Hindus, Buddhists, Jews, Muslims, animists, atheists, everybody (including lots of people who are generally already considered Jesus-worshipping Christians, such as Catholics and Mormons). Doesn’t matter which, if any, deity/ies you already worship and how he/she/they fit into Biblical theology. Everybody should read the Bible and get saved. Period.

So I’d disagree that this sentiment reflects an “anti-Semitic” bias specifically directed toward the conversion/correction of Jews and/or Muslims. This here is strictly egalitarian religious chauvinism, this here is.

Forgive my ignorance of the bible, but wasn’t God quite adamant about the whole “thou shall have no God before me” thing? To the point of putting it in the top spot of his top 10 list?

FTR, I don’t think that the bumper sticker is anti-semitic.

Well, see, some folks would say the Jesus part violates that. ;j

And of course many say Jesus = God (as in is the earthly form of God). Which gives us that “Father, why have you forsaken me?” is J.C. talking to himself. Then again being stapled to a tree I think talking to himself was the least of his problems at the time.

Many mainstream Christain denominations believe in the trinity. That is, there is only one God, but he manifests himself as 3, distinct individuals. The Father, Son, and Holy Spirt.

I thought that this concept was the domain of Catholics.

Nope, there are plent of Protestants who believe it too.

Not exactly. Jesus= God and God=Jesus are both part of many other Christian churches.

Nope, Protestants and Orthodox also believe in the Trinity.

Well, I’ve learned something today - that makes it a good day.

It is a good day to die.

Speaking for myself as a jew I don’t find it anti-semetic and I’d give the ol’ roll-eye to any other jew who got worked up about it.

I agree. Now, if had said “Read the Torah, Jesus is God”, well that would be a different kettle of fish.

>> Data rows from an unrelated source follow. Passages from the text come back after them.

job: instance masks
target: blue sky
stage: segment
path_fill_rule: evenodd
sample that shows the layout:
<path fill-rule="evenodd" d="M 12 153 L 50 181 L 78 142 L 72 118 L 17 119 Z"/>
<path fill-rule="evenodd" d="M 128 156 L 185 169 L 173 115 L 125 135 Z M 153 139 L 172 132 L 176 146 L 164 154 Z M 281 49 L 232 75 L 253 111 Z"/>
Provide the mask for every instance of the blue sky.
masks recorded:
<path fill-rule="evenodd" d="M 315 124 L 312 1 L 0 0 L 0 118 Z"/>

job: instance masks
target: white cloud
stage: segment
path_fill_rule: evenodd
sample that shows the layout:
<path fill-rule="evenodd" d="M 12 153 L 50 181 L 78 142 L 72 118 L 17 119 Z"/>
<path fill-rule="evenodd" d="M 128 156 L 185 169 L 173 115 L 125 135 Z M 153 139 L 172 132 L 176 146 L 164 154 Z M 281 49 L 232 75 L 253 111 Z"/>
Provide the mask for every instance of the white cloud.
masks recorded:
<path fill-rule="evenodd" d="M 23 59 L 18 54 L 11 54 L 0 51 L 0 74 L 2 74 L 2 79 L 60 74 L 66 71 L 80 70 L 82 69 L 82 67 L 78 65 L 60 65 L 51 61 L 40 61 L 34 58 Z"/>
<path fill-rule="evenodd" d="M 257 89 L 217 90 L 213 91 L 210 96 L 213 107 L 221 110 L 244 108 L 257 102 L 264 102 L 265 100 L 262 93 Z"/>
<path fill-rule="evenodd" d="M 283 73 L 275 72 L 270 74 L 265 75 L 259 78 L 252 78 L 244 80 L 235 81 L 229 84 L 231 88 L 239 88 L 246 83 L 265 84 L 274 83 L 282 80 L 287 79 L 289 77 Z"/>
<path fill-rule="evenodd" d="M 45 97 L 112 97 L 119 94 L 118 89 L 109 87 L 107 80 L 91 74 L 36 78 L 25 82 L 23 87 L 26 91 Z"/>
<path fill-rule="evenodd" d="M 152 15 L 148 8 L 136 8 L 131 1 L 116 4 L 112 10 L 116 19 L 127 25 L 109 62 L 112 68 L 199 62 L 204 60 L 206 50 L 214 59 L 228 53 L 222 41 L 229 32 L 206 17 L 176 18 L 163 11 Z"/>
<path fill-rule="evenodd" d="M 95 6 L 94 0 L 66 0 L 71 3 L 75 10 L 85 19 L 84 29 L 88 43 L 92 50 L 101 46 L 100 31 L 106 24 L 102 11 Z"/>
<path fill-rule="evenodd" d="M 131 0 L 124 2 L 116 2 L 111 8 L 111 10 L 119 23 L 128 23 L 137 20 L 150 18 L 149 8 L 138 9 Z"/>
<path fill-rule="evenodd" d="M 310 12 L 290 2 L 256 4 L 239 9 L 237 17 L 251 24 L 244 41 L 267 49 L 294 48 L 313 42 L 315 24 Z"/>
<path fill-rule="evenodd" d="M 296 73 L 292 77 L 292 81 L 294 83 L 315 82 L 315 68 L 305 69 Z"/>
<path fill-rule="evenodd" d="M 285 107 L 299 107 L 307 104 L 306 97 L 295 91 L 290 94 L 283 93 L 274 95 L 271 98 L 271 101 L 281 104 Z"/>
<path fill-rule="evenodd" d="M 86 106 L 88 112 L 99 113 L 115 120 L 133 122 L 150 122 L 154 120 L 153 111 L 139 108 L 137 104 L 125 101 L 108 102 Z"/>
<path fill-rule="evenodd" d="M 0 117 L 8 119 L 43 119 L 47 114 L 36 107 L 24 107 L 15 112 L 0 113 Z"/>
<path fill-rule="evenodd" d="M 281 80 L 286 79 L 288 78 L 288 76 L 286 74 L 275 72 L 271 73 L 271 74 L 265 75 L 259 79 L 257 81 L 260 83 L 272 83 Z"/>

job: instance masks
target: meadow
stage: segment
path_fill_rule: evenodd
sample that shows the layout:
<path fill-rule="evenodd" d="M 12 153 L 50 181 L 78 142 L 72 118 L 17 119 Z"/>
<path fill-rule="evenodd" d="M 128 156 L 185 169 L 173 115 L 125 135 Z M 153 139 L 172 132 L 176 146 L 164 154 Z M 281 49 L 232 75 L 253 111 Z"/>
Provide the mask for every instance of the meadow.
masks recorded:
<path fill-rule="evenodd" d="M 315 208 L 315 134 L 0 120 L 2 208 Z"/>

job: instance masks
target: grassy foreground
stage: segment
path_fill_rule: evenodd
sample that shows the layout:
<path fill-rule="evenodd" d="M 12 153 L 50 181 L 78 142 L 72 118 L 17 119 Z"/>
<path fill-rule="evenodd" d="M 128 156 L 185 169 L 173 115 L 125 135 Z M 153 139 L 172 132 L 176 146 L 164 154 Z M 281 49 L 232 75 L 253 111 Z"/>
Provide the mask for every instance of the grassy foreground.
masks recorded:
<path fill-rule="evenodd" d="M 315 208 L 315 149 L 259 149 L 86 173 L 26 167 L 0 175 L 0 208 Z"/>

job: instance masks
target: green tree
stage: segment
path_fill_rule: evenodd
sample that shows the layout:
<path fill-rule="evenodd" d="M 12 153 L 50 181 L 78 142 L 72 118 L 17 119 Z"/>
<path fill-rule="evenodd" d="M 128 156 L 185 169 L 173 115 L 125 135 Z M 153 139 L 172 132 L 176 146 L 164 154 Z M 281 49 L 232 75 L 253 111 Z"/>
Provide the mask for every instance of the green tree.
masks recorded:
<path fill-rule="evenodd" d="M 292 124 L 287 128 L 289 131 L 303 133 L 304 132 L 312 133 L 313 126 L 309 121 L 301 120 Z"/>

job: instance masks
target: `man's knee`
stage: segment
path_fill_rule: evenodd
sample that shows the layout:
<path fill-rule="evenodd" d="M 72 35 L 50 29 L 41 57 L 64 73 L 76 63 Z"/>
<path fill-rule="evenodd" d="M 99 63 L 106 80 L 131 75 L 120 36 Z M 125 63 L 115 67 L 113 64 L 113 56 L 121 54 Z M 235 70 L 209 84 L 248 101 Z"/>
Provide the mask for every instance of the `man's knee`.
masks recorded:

I don’t see it as anti-semitic, and I have a pretty good (some might say overly sensitive) radar for these things.

It could also be an anti-Jehovah’s Witnesses thing, as they believe in God but don’t believe Jesus is God. They believe “Christ is God’s Son and is inferior to Him”; this is not the case for most Christian groups, who believe (as the Nicene Creed describes it) that Jesus Christ is “God from God, Light from Light, true God from true God, begotten, not made, of one Being with the Father”.

Many Christians, especially the more conservative Protestants, will describe the Jehovah’s Witnesses as a “cult” and say they aren’t really Christian as a result of this fairly major theological disagreement.

IMNSHO, that’s a cheap rhetorical device to get around that very point.

As I understand it, the Torah is the first five books of the Bible. But Jews refer to all of what Christians call the Old Testament as “The Bible”, do they not? If so, doesn’t it irk them just a little when some folks cite “The Bible” when they are primarily emphasizing the New Testament?

(Also, Pet Peeve #92: When people say “read the Bible” as shorthand for “I’m right”. Leaving aside the fact the the Bible proves nothing, to expect someone to go home and read through that enormous, complex book and expect them to come back agreeing with your specific point–it having jumped out at them–is pretty ridiculous.)

sqweels, what book is derived from another isn’t the point except to say that Jesus isn’t mentioned -at all- in the Torah.